In 2009 EHC sold the ORL/Causeway site for development, cheaply at £2.35m to Henderson Global Investors. Henderson had £105m plans for a John Lewis store, 35 shops, a cinema, an underground car park, 100 flats and a hotel. In 2015, Henderson decided it was not commercially viable and put the site up for sale. EHC bought back an enlarged site for £19.55m. Making a £13.49m loss to the taxpayer, on the original site, and at least another £1m overpaid for the expanded site. They also bought three terraced houses on ORL for £778k each, when they were worth at most £450k. EHC’s squandering of public money in pursuit of a profit in developing ORL/Causeway has been consistent throughout and completely unchecked due it being a one-party council and the Tories being unwilling to scrutinise their party leaders’ decisions, no matter how wasteful of taxpayer funds.
The buyback losses stoked EHC’s desperation to develop the site, at almost any cost, to move the narrative on from the £13.5m+ Henderson Causeway scandal. While it solves a political embarrassment for the Tories the development is not justified by any other criteria.
To entice new developers to invest, the council have had to fund a replacement car park from public money, the £19m Northgate End multi-storey, and a £28m arts centre. The developer can specify and profit from the flats, as they want; the part of the development that will make a profit. The smart money, like Henderson, is getting out of retail. The business case for a new shopping area is not viable now, without huge public subsidy, and will be much worse in a few years time. Stortford cannot support significant numbers of new shops and ORL is too important a site to just turn into flats. If ORL was developed with the current plans it would make all town centre businesses less viable and pull trade from South Street shops northwards.

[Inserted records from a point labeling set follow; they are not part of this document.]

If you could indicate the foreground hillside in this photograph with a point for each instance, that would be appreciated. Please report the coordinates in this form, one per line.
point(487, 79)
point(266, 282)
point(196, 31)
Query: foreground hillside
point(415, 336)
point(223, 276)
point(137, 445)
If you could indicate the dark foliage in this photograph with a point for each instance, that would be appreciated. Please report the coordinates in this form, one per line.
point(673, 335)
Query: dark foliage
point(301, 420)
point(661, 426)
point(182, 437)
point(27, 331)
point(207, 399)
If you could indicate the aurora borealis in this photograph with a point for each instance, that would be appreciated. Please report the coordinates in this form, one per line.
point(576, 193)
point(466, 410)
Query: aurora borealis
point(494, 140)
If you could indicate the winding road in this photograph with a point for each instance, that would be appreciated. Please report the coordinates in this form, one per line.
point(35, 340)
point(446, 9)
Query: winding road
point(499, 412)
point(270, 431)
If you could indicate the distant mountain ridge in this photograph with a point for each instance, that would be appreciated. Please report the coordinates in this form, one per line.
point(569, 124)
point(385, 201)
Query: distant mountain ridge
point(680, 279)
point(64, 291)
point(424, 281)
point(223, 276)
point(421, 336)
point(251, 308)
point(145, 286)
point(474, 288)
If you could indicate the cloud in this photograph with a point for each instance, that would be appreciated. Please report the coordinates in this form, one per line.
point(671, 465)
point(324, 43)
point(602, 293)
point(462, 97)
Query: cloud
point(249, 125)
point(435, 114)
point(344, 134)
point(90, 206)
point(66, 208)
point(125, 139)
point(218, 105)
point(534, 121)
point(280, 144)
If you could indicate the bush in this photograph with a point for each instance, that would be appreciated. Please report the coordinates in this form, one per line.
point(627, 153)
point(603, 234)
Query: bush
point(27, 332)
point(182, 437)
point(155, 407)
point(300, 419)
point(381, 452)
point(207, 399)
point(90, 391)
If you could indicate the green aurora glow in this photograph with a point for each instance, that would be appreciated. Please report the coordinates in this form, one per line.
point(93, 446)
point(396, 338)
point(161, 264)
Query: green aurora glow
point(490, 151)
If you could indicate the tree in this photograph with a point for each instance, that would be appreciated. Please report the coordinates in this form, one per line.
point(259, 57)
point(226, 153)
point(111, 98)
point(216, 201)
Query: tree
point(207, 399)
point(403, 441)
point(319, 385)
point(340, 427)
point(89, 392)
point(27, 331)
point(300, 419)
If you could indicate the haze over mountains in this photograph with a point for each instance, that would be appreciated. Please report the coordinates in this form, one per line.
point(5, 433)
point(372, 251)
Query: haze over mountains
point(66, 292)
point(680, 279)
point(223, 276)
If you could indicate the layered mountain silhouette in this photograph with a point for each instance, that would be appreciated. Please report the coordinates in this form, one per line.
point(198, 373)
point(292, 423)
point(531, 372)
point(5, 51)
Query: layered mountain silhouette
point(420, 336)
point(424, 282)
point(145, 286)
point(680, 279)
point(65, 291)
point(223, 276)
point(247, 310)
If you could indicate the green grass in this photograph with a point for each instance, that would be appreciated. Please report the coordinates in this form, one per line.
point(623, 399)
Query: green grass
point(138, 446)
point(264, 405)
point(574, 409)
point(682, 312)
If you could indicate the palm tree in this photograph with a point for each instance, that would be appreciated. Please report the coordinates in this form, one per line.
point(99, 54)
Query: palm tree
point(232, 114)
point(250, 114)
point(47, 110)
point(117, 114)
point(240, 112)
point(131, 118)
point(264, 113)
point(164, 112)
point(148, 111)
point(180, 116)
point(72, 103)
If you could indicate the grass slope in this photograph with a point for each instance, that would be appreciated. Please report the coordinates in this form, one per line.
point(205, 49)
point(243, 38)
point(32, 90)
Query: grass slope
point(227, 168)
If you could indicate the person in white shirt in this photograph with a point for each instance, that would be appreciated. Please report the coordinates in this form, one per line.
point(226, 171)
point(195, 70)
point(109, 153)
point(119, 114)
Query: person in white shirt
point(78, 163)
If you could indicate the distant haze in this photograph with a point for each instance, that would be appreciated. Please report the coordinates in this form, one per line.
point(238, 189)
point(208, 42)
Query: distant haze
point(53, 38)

The arts centre could be developed independently but only with public money and will need support at least double the Rhodes centre's current subsidy. As the arts centre intends to compete with the Rhodes (whose subsidy the town council are refusing to guarantee) and has cinema screens competing with the Empire Cinema, it is highly likely the Rhodes and Empire would fold, so displacing rather than adding to the town’s arts offering. A Labour council will cancel the whole ORL development including the Northgate End multi-storey, as the parking problems would be more effectively solved by extra capacity at the Goods Yard, and be £19m cheaper. We will also ensure the Rhodes Centre's funding and its future.